The storm system is rolling east, predicted to dump heavy snow on the Northern and Central Plains as well as the Great Lakes on Tuesday. The Northeast could get a half-inch of ice. Heavy rainfall is expected in the Southeast.
Eight people died over the weekend in Missouri, including four international soldiers stationed at Fort Leonard for training. Reports indicate the soldiers died after their car drove atop a flooded road Saturday night and was swept several hundred yards downstream. Two soldiers found in the car died from drowning and the bodies of the other two were found Sunday morning.
"The possibility of a fifth occupant of the car exists, since an acquaintance of the above men is still missing," a police statement said.
Missouri Gov. Jay Nixon declared a state of emergency in Missouri on Sunday.
"Widespread flooding and continued rainfall are causing very dangerous conditions across much of central and southern Missouri," Nixon said in a statement. "Multiple fatalities due to flash flooding have already been reported, and I urge Missourians in flood-affected areas to stay alert, avoid travel if possible and never drive into a flooded roadway. With more heavy rain expected tonight and tomorrow, state emergency management personnel will be working around the clock to keep Missourians safe."
In Texas, at least 11 people died due to extreme weather, including a temperature drop in the Dallas area from 82 degrees Fahrenheit on Saturday to 30 degrees Fahrenheit on Monday.
A tornado in Garland, Texas, killed eight people and three others died in Collin County.
Texas Gov. Greg Abbott on Sunday declared a state of emergency in the Texas counties of Collin, Dallas, Ellis and Rockwall amid the meteorological disaster.
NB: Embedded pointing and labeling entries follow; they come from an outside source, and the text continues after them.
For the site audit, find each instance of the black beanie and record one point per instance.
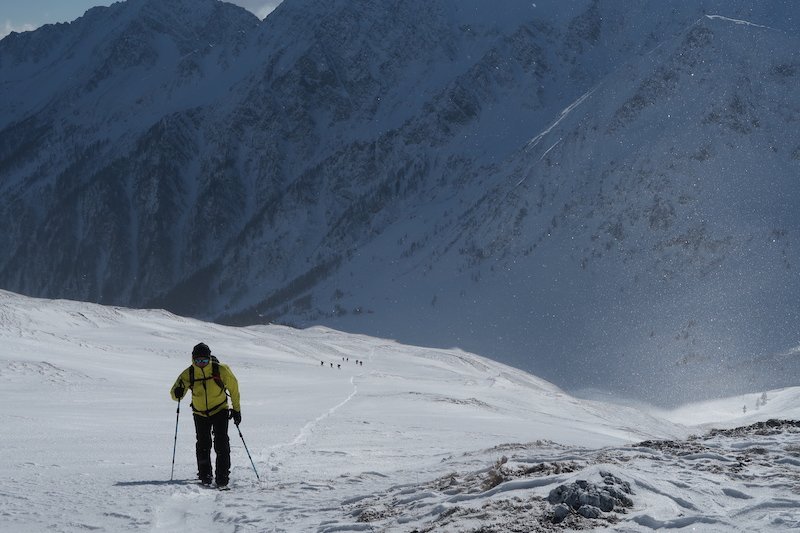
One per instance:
(201, 349)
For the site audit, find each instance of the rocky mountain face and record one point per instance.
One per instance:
(603, 193)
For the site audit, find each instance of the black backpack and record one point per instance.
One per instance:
(215, 375)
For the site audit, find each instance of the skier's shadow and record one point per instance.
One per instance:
(155, 482)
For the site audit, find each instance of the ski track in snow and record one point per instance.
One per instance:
(411, 440)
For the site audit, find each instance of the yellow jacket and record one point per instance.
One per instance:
(208, 398)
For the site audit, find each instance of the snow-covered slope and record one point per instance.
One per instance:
(599, 192)
(411, 438)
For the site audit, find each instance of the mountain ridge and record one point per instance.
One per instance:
(577, 191)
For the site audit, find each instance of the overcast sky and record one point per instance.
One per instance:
(24, 15)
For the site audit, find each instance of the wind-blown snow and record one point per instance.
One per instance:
(411, 439)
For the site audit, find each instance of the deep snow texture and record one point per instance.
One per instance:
(412, 439)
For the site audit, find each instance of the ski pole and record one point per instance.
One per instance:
(175, 445)
(248, 453)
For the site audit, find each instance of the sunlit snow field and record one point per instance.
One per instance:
(408, 440)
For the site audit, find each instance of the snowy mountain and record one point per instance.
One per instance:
(411, 439)
(602, 193)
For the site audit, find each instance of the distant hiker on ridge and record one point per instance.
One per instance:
(211, 412)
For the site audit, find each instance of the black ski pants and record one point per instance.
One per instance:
(205, 427)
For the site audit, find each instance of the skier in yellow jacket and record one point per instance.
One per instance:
(208, 379)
"Our heartfelt thoughts and prayers go out to those Texans who have been affected by this severe weather," Abbott said in a statement. "Please be assured that Texas is doing everything it can to assist in the challenges our citizens are currently facing. I want to thank the first responders and local officials on the ground and strongly encourage all Texans to heed their warnings in the coming the days."
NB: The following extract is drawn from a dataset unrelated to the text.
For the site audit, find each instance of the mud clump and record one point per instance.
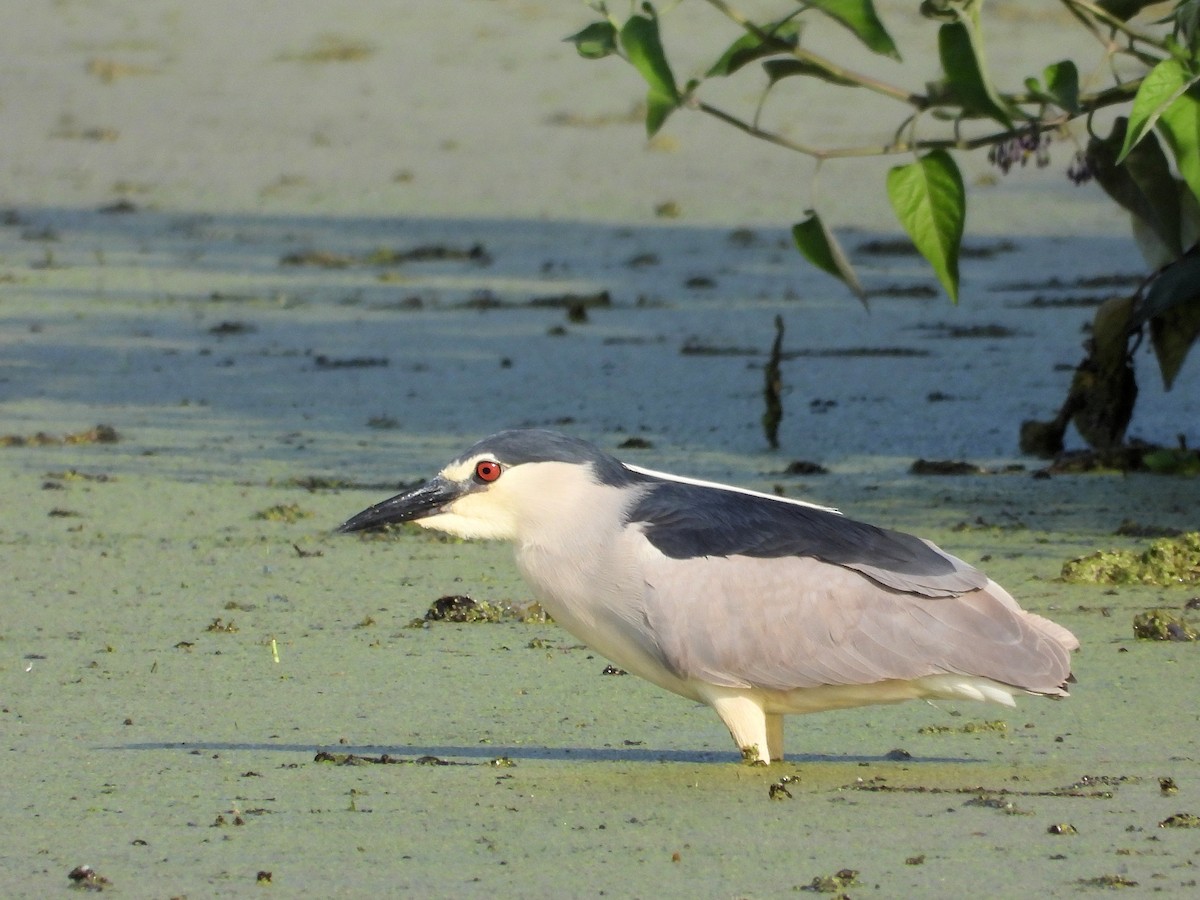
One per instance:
(457, 607)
In Illinois, the National Weather Service issued winter storm or flood warnings through much of the state for Monday. Three adults and two children died over the weekend in Marion County after attempting to drive their car over a flooded road and were swept into a creek.
Parts of eastern New Mexico, as well as the Texas and Oklahoma panhandles, are under a blizzard warning through Monday -- where more than 8 inches of snow, with possible snowdrifts higher than 6 feet, are forecast.
A state of emergency was declared Sunday by New Mexico Gov. Susana Martinez in response to the snowstorm.
"This is a dire situation, especially the eastern half of the state where the storm has hit hardest and continues to dump snow," Martinez said in a statement. "We monitored the situation throughout the night and activated the National Guard to assist stranded motorists. We have a lot of resources on the ground to clear our roads, as well as conduct search and rescue operations. I ask New Mexicans to please stay off the roads until the conditions improve."